I remember when mothers were obsessed with keeping high-fructose corn syrup out of the home, but now it appears that Jamie Oliver and healthy mommies have sought out a new culprit: flavored milk. LAUSD will be banning a variety of foods from their cafeterias including the usual suspects like chicken nuggets and corn dogs, but even sweetened milks are now considered an affront to the health of children.
Medical News Today notes that while soda is notorious for contributing to the child obesity epidemic, flavored milks are packed with sugar too:
It’s not just soda that’s full of sugar. Kids are getting it from the chocolate and strawberry milk they drink at school too. Flavored milk also has other ingredients you won’t find in the plain stuff such as colors, flavors, artificial sweeteners, which don’t make it more nutritious.
Soy milks and Lactaid options are still safe to sip on, but chocolate milk — a childhood favorite — will not be available on LAUSD’s dime. Dr.
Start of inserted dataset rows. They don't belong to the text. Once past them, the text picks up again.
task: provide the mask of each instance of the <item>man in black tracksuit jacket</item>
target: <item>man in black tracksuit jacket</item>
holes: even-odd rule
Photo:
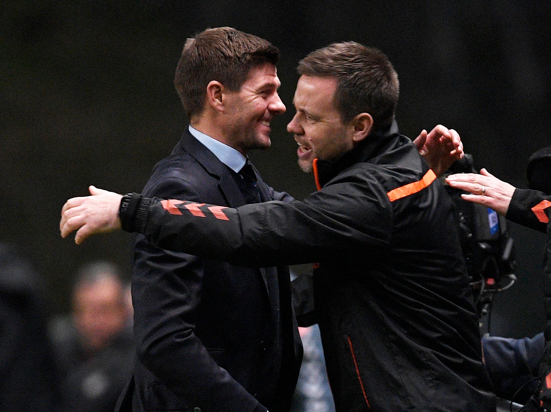
[[[121,202],[122,228],[164,249],[233,264],[316,263],[316,317],[337,411],[495,410],[452,202],[393,121],[395,72],[382,53],[353,42],[302,61],[313,60],[328,62],[328,71],[299,64],[288,130],[318,191],[304,201],[237,208],[134,194]],[[338,79],[352,73],[356,84],[358,71],[382,79],[348,117],[337,94],[353,86]],[[381,95],[393,88],[387,104]],[[105,198],[116,204],[113,195]],[[82,209],[74,208],[62,219],[62,227],[74,225],[69,232],[95,219],[93,211],[66,224]]]
[[[190,202],[175,205],[180,215],[143,198],[137,208],[148,213],[123,213],[123,227],[235,264],[318,263],[316,310],[338,410],[492,410],[451,202],[396,124],[371,137],[319,164],[322,189],[303,202],[218,216],[207,205],[199,217]]]

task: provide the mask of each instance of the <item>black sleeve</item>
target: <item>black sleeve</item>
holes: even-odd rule
[[[146,192],[196,199],[185,181],[163,179]],[[139,235],[132,283],[134,335],[142,363],[171,392],[213,412],[266,408],[219,367],[195,333],[204,261],[165,250]]]
[[[505,217],[523,226],[545,232],[551,213],[551,196],[543,192],[516,189]]]
[[[153,244],[234,264],[264,267],[354,256],[388,248],[392,206],[377,184],[326,186],[304,202],[266,202],[236,209],[198,202],[142,199],[146,217],[121,216],[123,227]],[[360,191],[361,190],[361,191]],[[343,212],[345,210],[345,213]],[[365,254],[364,254],[365,255]]]

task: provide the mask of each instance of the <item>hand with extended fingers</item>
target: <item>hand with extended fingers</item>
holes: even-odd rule
[[[90,235],[121,228],[118,208],[122,196],[94,186],[88,190],[92,196],[70,199],[61,210],[61,237],[76,230],[74,242],[79,245]]]
[[[430,133],[423,130],[413,143],[436,176],[440,176],[464,156],[457,132],[442,125],[435,127]]]
[[[505,216],[515,188],[500,180],[485,169],[477,173],[458,173],[446,178],[446,183],[452,188],[470,192],[461,195],[465,200],[491,207],[500,215]]]

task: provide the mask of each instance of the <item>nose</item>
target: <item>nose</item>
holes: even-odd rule
[[[287,109],[279,98],[279,95],[276,93],[268,106],[268,110],[275,114],[283,114]]]
[[[287,131],[293,135],[302,135],[304,132],[297,120],[298,115],[298,114],[295,113],[295,115],[293,116],[293,119],[291,119],[291,121],[287,125]]]

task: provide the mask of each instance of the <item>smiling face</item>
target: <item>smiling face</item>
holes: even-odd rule
[[[354,127],[344,124],[334,103],[337,79],[302,75],[293,104],[296,113],[287,125],[299,145],[296,154],[303,172],[312,171],[314,159],[333,160],[354,147]]]
[[[238,92],[225,95],[230,146],[244,154],[251,149],[269,147],[270,122],[285,111],[277,93],[280,84],[276,66],[266,63],[251,69]]]

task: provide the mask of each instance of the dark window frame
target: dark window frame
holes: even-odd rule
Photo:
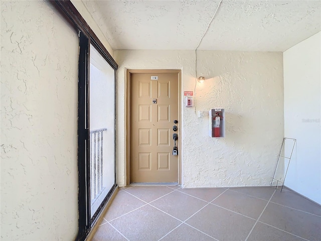
[[[76,240],[85,240],[96,218],[117,187],[116,181],[97,211],[90,218],[89,139],[89,58],[90,46],[92,45],[114,70],[115,116],[114,133],[116,143],[116,70],[118,65],[99,40],[85,20],[69,0],[50,1],[50,3],[71,26],[79,31],[79,59],[78,69],[78,233]],[[115,145],[115,164],[116,145]],[[116,180],[116,165],[115,165]]]

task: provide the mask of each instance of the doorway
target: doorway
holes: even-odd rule
[[[127,77],[127,184],[180,182],[180,71],[128,70]]]

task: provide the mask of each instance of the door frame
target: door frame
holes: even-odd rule
[[[179,109],[179,127],[178,134],[179,138],[180,141],[179,142],[179,155],[178,155],[178,183],[179,185],[182,184],[182,118],[181,118],[181,109],[182,109],[182,96],[181,88],[182,88],[182,70],[181,69],[127,69],[126,71],[126,76],[125,79],[125,92],[126,96],[125,96],[125,124],[126,132],[126,136],[125,137],[125,148],[126,152],[126,185],[128,185],[130,184],[130,74],[132,73],[135,74],[156,74],[156,73],[177,73],[178,76],[178,109]]]

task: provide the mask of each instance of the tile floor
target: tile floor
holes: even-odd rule
[[[320,240],[321,206],[271,187],[120,188],[93,240]]]

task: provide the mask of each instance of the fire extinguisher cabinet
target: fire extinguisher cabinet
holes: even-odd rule
[[[211,137],[225,137],[225,112],[224,109],[214,108],[209,111],[209,135]]]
David L. Katz, director of the Prevention Research Center at the Yale University School of Medicine, explains that schools are now in a position to promote healthful living at every opportunity and that, “Milk closer to nature is a better choice than milk with added sugar and colorings and flavorings.”
Dr. Jana Klauer, a nutrition and metabolism expert in New York, pointed out that:
“Adding flavorings and sugar to milk offers no nutritional benefit. The harm of the sweetened dairy products, besides the added calories, is that the palate changes so that the drive for sweetness increases.”
Given how closely childhood innocence has been linked to chocolate milk in this recent century, I admit it’s a little jarring to think of those little brown cartons being carted out of campuses as “banned materials.” But sugar is sugar and given the expanding waists of our kiddies, I can understand LAUSD’s unwillingness to throw down money for yet another fatty food.